L’esordio di Michiel Blanchart, già Gran Premio della Giuria alla Festa del Cinema di Roma nel 2024 e vincitore di dieci Premi Magritte (su dieci candidature, il che lo rende primatista nell’albo d’oro del riconoscimento belga), sa di avere una tradizione alle spalle, che sia quella antica e sempre attuale di Jules Dassin come pure la più francofona del polar alla Olivier Marchal, e conosce bene le coordinate geografiche e antropologiche della città dove ha scelto di posizionare il suo thriller. Cioè Bruxelles, lo spazio del potere europeo che chiude gli occhi di fronte alle storture del sistema, in cui la vita di un ragazzo “invisibile” perché comune, che studia di giorno e fa il fabbro di notte scassinando serrature o aiutando chi è rimasto fuori casa, può cambiare dopo aver scardinato una porta sbagliata.

Night Call
Night Call

Night Call

(Mika Cotellon)

Come in ogni noir che si rispetti, c’è un demi-monde criminale che agisce dal tramonto all’alba, c’è un passato in agguato (il protagonista è stato un ladruncolo, il lavoro notturno è anche un retaggio di quell’esperienza), ci sono i poliziotti corrotti a braccetto con neonazi, truffatori, mafiosi e assassini, c’è una donna che ha tradito ma da rincorrere anche solo per guardarsi un’ultima volta.

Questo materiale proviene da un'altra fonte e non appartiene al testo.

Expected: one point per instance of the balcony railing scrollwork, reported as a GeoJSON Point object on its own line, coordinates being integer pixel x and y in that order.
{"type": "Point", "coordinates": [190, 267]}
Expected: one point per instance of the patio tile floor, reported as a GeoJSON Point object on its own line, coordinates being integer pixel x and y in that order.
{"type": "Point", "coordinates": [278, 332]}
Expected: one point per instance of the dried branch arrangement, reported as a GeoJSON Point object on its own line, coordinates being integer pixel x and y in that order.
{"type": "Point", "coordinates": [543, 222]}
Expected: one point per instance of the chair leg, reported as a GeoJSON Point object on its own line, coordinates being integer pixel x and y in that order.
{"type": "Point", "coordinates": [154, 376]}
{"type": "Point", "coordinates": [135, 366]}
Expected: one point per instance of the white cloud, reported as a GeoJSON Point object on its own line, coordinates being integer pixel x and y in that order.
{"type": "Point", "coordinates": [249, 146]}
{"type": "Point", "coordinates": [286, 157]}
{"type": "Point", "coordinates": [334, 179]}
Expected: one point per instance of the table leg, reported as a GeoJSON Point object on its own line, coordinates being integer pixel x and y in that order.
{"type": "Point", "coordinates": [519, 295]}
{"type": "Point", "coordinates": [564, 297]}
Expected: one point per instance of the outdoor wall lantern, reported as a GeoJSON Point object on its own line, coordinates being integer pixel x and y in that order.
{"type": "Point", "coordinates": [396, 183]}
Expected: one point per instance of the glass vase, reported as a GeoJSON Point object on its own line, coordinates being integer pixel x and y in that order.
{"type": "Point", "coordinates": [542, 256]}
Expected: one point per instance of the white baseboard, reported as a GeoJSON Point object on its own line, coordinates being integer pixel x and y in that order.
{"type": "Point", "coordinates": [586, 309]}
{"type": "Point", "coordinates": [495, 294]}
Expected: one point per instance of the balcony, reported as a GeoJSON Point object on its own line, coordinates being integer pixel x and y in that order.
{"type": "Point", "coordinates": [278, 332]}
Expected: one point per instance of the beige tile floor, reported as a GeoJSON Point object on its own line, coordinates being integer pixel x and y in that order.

E c’è la realtà, anzi la cronaca che definisce gli orizzonti della storia e la incornicia dentro un quadro politico inquieto e inquietante: ci sono i celerini che manganellano i manifestanti delle proteste antirazziste, ma il movimento in particolare è solo uno dei tanti conflitti di una frattura più grande.

Non c’è molto di nuovo, in Night Call, eppure la corsa contro il tempo tiene alta la tensione e il ritmo è abbastanza sostenuto nel veicolare l’immersione nelle tenebre urbane, con il quid dato dall’incrocio la tra dimensione di genere e la consapevolezza politica. Asciutto e centrato, compatto e febbrile, Night Call rivela un regista di pregio, ben attrezzato (alla sceneggiatura ha collaborato Gilles Marchand, la fotografia livida è di Sylvestre Vannoorenberghe, montaggio di Matthieu Jamet, con una menzione speciale alle musiche elettroniche di Tepr) e abile nell’orchestrare un cast eclettico (citiamo almeno la rising star Jonathan Feltre, il cantante Mustii e il sempre clamoroso e spiazzante Roamin Duris).